Bij zijn terugkeer uit Brazilië dook Eddington in het werk van de wiskundige Bertrand Russell. Een van Russells observaties, voor het eerst ontwikkeld in de jaren twintig en verder ontwikkeld in de jaren vijftig, was deze: ‘Het enige dat de natuurkunde ons leert zijn bepaalde vergelijkingen die abstracte eigenschappen van hun veranderingen geven. Maar over wat het is dat verandert, en waar het van en naar verandert – hierover zwijgt de natuurkunde.” Met andere woorden: hoewel de natuurwetenschap ons een vrijwel volledig verslag lijkt te geven van de aard van de materie – waar alles van is gemaakt – geeft ze in werkelijkheid alleen een beschrijving van wiskundige structuren: het ‘causale skelet’ van de werkelijkheid. Deze beschrijvingen zijn ongelooflijk waardevol en hebben geleid tot veel van de grootste wetenschappelijke prestaties van de mensheid, omdat ze kunnen worden gebruikt om te voorspellen hoe materie zich zal gedragen. Maar zoals Goff tegen mij zei: ‘De natuurkunde vertelt ons alleen wat dingen doen, niet wat dingen zijn. Het vertelt ons niet de onderliggende aard van het spul dat zich op deze manier gedraagt.”
Denk eens aan deze grove analyse van water. Wat is water? Water is een kleurloze, transparante, geurloze chemische substantie die onze oceanen, meren, rivieren en lichamen vult. Maar waaruit bestaat het? Het is samengesteld uit triljoenen en triljoenen kleine watermoleculen. Waaruit bestaan ze? Welnu, elk molecuul bevat drie atomen: twee waterstof en één zuurstof. En waar zijn waterstof en zuurstof van gemaakt? Subatomaire deeltjes zoals neutronen en elektronen. Waar bestaat een elektron uit? Een elektron heeft massa en lading. En wat zijn massa en lading? Het zijn eigenschappen van het elektron. Maar wat is het elektron?
‘Toen ik een jonge natuurkundestudent was’, schreef astrofysicus Adam Frank in een essay uit 2017, ‘vroeg ik eens aan een professor: ‘Wat is een elektron?’ Zijn antwoord verbaasde me. ‘Een elektron’, zei hij, ‘is datgene waaraan we de eigenschappen van het elektron toeschrijven.’ Die vage, cirkelvormige reactie stond ver verwijderd van de droom die mij de natuurkunde in dreef, een droom van theorieën die de werkelijkheid perfect beschreven.’ Op een vreemde en ingewikkelde manier is er een gevoel waarin we niet echt weten wat water is. We weten niet echt wat iets is. Zoals Stephen Hawking schreef in ‘A Brief History of Time’: ‘Zelfs als er maar één mogelijke verenigde theorie is, is het slechts een reeks regels en vergelijkingen. Wat is het dat vuur in de vergelijkingen blaast en een universum schept dat ze kunnen beschrijven?”

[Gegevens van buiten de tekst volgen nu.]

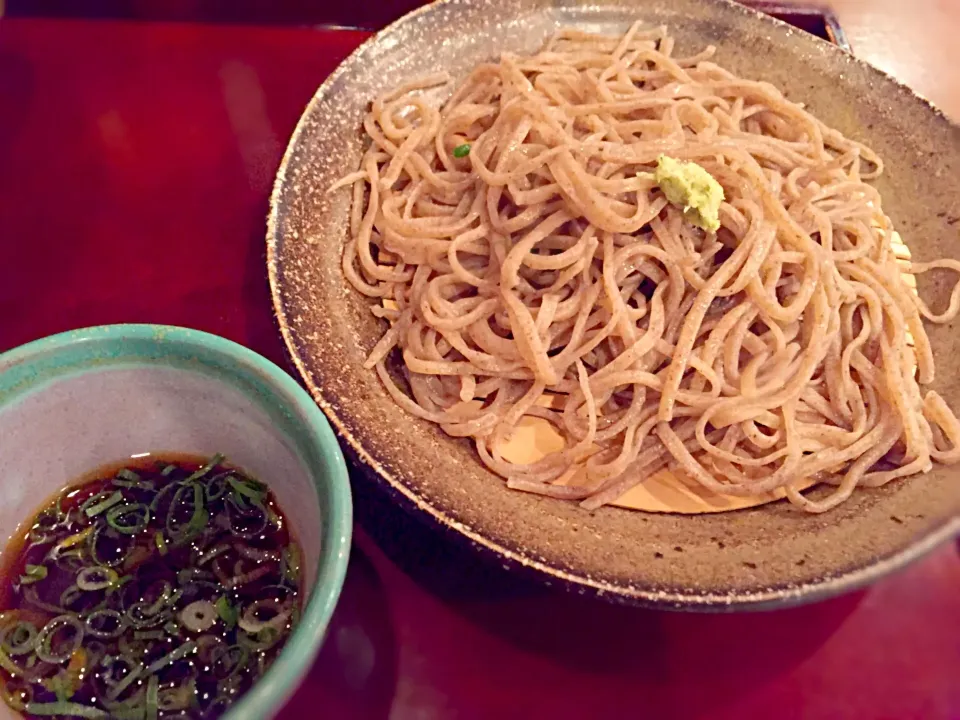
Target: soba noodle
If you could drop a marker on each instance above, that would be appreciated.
(529, 266)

Eddington, die eind jaren twintig werd gezien als een van de grootste levende wetenschappers ter wereld, was het met Russell eens: ‘De natuurkundige kan niet achter structuur komen’, schreef hij in een lovende recensie van Russells boek ‘The Analysis of Matter’ uit 1927. Datzelfde jaar werd Eddington uitgenodigd om de prestigieuze jaarlijkse Gifford Lectures in Edinburgh te geven, die hij vervolgens omzette in zijn eigen boek, ‘The Nature of the Physical World’. Het was geschreven voor een breder publiek, bevatte echo's van Russell en werd een van de meest invloedrijke populair-wetenschappelijke boeken van die tijd, met alleen al in Groot-Brittannië 72.000 verkochte exemplaren.

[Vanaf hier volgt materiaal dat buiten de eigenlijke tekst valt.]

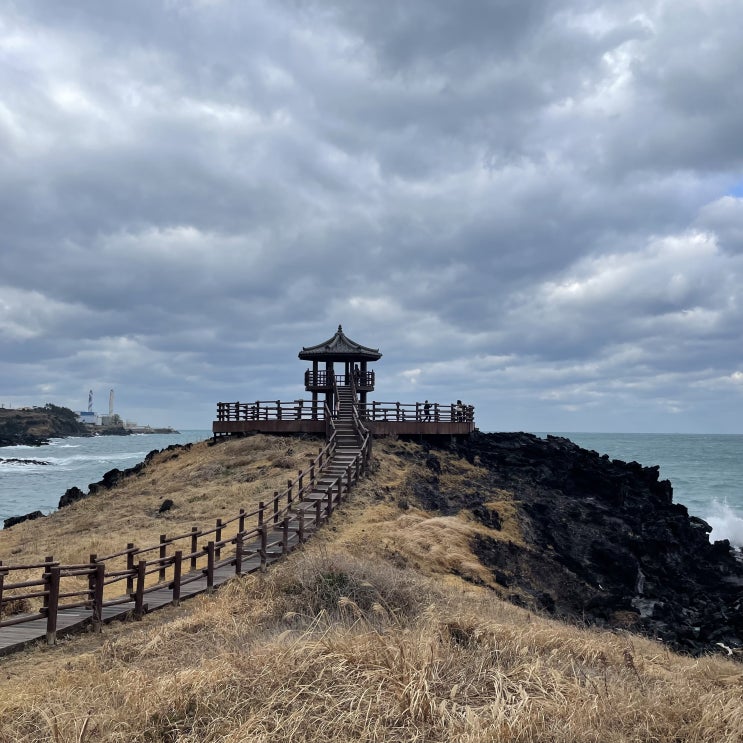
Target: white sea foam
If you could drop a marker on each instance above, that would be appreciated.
(726, 523)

“Zelfs als er maar één mogelijke verenigde theorie is, is het slechts een reeks regels en vergelijkingen. Wat is het dat vuur in de vergelijkingen blaast en een universum schept dat ze kunnen beschrijven?”

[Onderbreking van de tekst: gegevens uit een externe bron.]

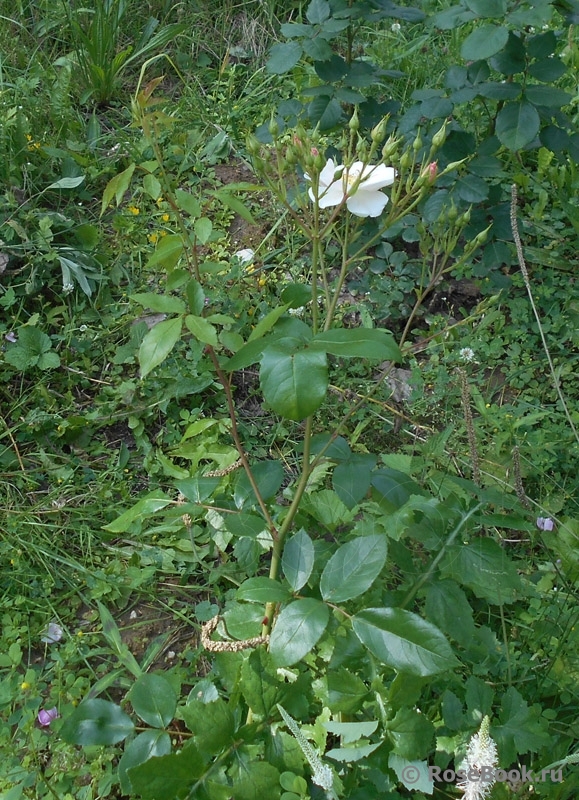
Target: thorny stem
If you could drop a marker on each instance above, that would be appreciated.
(526, 279)
(238, 443)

‘De Victoriaanse natuurkundige was van mening dat hij precies wist waar hij het over had als hij termen als materie en atomen gebruikte’, schreef Eddington. “Atomen waren kleine biljartballen, een heldere verklaring die je alles over hun aard moest vertellen op een manier die nooit zou kunnen worden bereikt voor transcendentale zaken als bewustzijn, schoonheid of humor. Maar nu beseffen we dat de wetenschap niets te zeggen heeft over de intrinsieke aard van het atoom. Het fysieke atoom is, net als al het andere in de natuurkunde, een schema van aanwijzermetingen” – metingen op een machine.
Eddington was, net als Russell vóór hem, van mening dat de intrinsieke aard van materie, datgene dat een wiskundige structuur heeft, een integraal onderdeel zou kunnen zijn van de verklaring van het bewustzijn. Hij schreef dat er één klomp materie is die we direct kennen en ervaren, en niet via percepties, vergelijkingen of meetinstrumenten: de materie waaruit onze hersenen bestaan. We weten dat de intrinsieke materie waaruit onze hersenen bestaan, bewustzijn moet omvatten, omdat dat onze rijke en subjectieve ervaring van moment tot moment van de werkelijkheid is.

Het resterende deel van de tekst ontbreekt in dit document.